Homilía en la Misa celebrada para la apertura del curso académico 1988-1989 de los Seminarios diocesanos de Toledo, 29 septiembre 1988: texto en Boletín Oficial del Arzobispado de Toledo, octubre-noviembre, 1988, 632-637.

Una vez más, y siempre alrededor de estas fechas, nos reunimos para celebrar la inauguración del curso académico en nuestros Seminarios. Y empezamos con la celebración de la Santa Misa; aquí, con la Eucaristía celebrada, comunicada, participada, asimilada, amada, es donde nos encontramos mejor. Puesto que la Eucaristía es la fuente y la culminación de toda la vida cristiana, y dentro de la vida cristiana está la formación de los que han de ser pastores de los cristianos, es evidente que la Eucaristía es la fuente y la cumbre de toda la vida del Seminario.
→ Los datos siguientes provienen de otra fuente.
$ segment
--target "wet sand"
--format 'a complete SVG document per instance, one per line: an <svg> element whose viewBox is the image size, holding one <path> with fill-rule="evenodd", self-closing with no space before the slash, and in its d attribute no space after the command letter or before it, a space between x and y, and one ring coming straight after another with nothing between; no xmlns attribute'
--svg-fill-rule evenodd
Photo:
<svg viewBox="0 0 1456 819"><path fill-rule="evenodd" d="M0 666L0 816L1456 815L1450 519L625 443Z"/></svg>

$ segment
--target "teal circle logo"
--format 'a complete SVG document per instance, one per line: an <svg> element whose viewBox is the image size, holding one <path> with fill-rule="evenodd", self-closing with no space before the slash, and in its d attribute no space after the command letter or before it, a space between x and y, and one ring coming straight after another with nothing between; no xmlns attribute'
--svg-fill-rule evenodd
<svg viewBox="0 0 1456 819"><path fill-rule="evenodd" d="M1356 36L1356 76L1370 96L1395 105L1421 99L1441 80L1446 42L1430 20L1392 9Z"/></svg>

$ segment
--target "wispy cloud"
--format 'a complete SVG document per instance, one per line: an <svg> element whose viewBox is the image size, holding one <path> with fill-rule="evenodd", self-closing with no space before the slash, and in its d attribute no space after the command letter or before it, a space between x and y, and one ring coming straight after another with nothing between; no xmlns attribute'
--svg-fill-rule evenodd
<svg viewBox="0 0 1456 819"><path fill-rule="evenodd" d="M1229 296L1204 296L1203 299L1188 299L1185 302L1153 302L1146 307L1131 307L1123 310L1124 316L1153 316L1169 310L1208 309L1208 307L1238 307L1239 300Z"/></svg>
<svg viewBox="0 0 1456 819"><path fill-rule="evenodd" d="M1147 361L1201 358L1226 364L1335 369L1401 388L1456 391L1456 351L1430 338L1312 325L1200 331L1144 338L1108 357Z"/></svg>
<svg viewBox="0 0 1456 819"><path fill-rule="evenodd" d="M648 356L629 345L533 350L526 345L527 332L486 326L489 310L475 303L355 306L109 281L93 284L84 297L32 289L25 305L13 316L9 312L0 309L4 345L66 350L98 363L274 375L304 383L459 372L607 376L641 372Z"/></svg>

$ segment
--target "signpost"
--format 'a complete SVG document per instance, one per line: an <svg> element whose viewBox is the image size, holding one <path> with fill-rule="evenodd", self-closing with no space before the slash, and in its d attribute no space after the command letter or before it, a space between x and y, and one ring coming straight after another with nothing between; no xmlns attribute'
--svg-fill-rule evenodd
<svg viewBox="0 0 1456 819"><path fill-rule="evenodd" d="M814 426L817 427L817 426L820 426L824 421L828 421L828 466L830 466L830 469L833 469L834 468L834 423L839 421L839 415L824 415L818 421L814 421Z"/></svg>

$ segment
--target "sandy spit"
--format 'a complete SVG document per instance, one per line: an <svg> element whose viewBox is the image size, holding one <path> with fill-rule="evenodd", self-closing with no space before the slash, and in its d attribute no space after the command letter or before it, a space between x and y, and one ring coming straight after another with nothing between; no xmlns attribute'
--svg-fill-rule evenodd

Lo que pido al Espíritu Santo #

Tantas veces os he hablado, y tantos temas he ido tocando en estos años, ahora al comenzar el curso y en otras ocasiones en que vengo aquí, que me voy a limitar a exponer un solo pensamiento: lo que yo pido hoy al Espíritu Santo. Estamos invocando a esta tercera divina Persona de la Santísima Trinidad, le hemos invocado con ese himno piadoso y conmovedor que le dedica la liturgia: Veni, Creator Spiritus, mentes tuorum visita, implet superna gratia quae tu creasti pectora… ¿Quiénes eran esos? Las almas de los tuyos; visita mentes tuorum, las almas de los tuyos, visítalas. Visitar quiere decir algo más que venir, pasar, ponerse en contacto; visitar indica siempre algo de permanencia, de morada, de morada fija, de posesión amistosa. El que visita a un amigo lo hace porque quiere ofrecer su amistad y gozar de la suya, y ambos se la comunican. Pues los tuyos son todos los cristianos del mundo; y, dentro de tantos grupos de cristianos, entre todos los que han sido redimidos y van siendo iluminados y guiados hacia la unión con Dios, estamos nosotros de manera particular; somos suyos; y esto es lo que le estamos pidiendo; que nos visite, y que more entre nosotros, que more con sus dones para hacemos sentir sus frutos.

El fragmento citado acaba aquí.